Sometimes a double directed edge sometimes
    appear in a PC search output. Such edges are the result of a
    partial failure of the PC search. They may appear due to failure of
    assumptions (e.g., relationships are non-linear, the population graph
    is cyclic, etc.) or because the sample is not large enough and some
    statistical decisions are inconsistent. In a situation like that, the
    user may introduce prior knowledge to constraint the direction such
    edge may assume, collect more data or use a different
    algorithm. Knowledge of the domain will be essential.

Finally, a triplet of nodes may assume the following CPDAG:

    

In other words, in such patterns, A and B are connected by an
    undirected edge, A and C are connected by an undirected edge, and B and
    C are not connected by an edge. By the PC search assumptions, this
    means that B and C cannot both be cause of A. The three possible
    scenarios are:

    A is a common cause of B and C
    B is a direct cause of A, and A is a direct cause of C
    C is a direct cause of A, and A is a direct cause of B

In our example, some edges were compelled to be directed: X2 and X3
    are causes of X4, and X4 is a cause of X5. However, we cannot tell much
    about the triplet (X1, X2, X3), but we know that X2 and X3 cannot both
    be causes of X1.

    
Pseudocode for PC
    The following is pseudocode representing the way PC is implemented in Tetrad.
    Step A:

Form the complete undirected graph G over v1,...,vn.
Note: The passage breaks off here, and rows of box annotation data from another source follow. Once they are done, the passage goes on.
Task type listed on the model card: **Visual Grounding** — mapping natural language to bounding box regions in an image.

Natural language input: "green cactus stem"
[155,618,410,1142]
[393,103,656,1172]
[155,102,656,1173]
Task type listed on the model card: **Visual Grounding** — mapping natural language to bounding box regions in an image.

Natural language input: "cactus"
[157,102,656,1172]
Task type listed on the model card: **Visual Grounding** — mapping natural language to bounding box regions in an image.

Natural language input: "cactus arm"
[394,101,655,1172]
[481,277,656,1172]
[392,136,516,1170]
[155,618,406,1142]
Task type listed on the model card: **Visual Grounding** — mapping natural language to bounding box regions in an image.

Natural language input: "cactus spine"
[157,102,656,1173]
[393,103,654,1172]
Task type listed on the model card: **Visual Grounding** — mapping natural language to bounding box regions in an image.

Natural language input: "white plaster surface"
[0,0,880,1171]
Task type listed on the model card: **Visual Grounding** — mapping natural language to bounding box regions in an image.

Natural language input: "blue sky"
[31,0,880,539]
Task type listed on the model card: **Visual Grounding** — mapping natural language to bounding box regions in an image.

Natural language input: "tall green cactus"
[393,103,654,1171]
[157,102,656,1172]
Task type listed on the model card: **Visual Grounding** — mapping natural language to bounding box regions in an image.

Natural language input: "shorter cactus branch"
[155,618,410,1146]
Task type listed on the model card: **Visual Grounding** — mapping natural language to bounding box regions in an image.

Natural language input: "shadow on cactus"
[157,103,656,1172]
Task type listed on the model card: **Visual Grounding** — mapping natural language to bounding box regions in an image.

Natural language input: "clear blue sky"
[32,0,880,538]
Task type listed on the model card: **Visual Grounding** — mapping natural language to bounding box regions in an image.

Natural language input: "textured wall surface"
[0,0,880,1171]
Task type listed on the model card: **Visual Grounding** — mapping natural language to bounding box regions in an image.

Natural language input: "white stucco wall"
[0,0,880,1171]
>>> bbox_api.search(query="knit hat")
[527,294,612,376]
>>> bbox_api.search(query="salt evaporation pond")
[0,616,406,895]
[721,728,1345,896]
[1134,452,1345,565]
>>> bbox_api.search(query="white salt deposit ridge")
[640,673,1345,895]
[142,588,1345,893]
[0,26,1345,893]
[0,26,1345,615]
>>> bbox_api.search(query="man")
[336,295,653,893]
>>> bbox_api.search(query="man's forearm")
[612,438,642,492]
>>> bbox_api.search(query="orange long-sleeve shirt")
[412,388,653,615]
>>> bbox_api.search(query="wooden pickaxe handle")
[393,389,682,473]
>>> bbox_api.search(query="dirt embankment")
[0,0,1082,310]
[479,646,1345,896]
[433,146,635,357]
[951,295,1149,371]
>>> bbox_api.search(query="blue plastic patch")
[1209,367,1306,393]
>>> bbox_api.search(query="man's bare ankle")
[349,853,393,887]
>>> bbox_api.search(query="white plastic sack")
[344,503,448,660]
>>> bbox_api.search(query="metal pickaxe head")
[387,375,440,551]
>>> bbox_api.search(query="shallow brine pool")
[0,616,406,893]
Step B (Fast Adjacency Search):

For each depth d = 0, 1, ...:
   For for each variable x:

      "next_y":
      For each adjacent modelNode y to v:
         Let adjX = adj(x) - {y}
         Let adjY = adj(y) - {x}

         For each subset Sx of adjX up to size d:
            If x _||_ y | Sx, remove x---y from G.
            Continue "next_y."

         For each subset Sy of adjY up to size d:
            if x _||_ y | Sy, remove x---y from G.
            Continue "next_y."


Step C:

Orient colliderDiscovery in G, as follows:

For each modelNode x:
   For each pair of nodes y, z adjacent to x:
      If y and z are not adjacent:
         If ~(y _||_ z | x):
            Orient y-->x<--z as a collider.

Step D:

Apply orientation rules until no more orientations are possible.
Rules to use: away from collider, away from cycle, kite1, kite2.
(These are Meek's rules R1, R2, R3, and R4.)

Away from collider:

For each modelNode a:
   For each b, c in adj(a):
      If b-->a---c:
         Orient b-->a-->c.
      Else if c-->a---b:
         Orient c-->a-->b.


Away from cycle:

For each modelNode a:
   For b, c in adj(a):
      If a-->b-->c and a---c:
         Orient a-->c.
      Else if c-->b-->a and c---a:
         Orient c-->a.

Kite 1:

For each modelNode a:
   For each nodes b, c, d in adj(a) such that a---b, a---c,
   a---d, and !(c---d):
      If c-->b and d-->b:
         Orient a-->b.


Kite 2:

For each modelNode a:
   For each nodes b, c, d in adj(a) such that a---b, a---d,
   b is not adjacent to d, and either a---c, a-->c, or c-->a,
      If b-->c and c-->d:
         Orient a-->d.
      Else if d-->c and c-->b:
         Orient a-->b.


 
References: 
Spirtes, Glymour, and Scheines (2000). Causation, Prediction, and Search.
Chris Meek (1995), "Causal inference and causal explanation with background knowledge."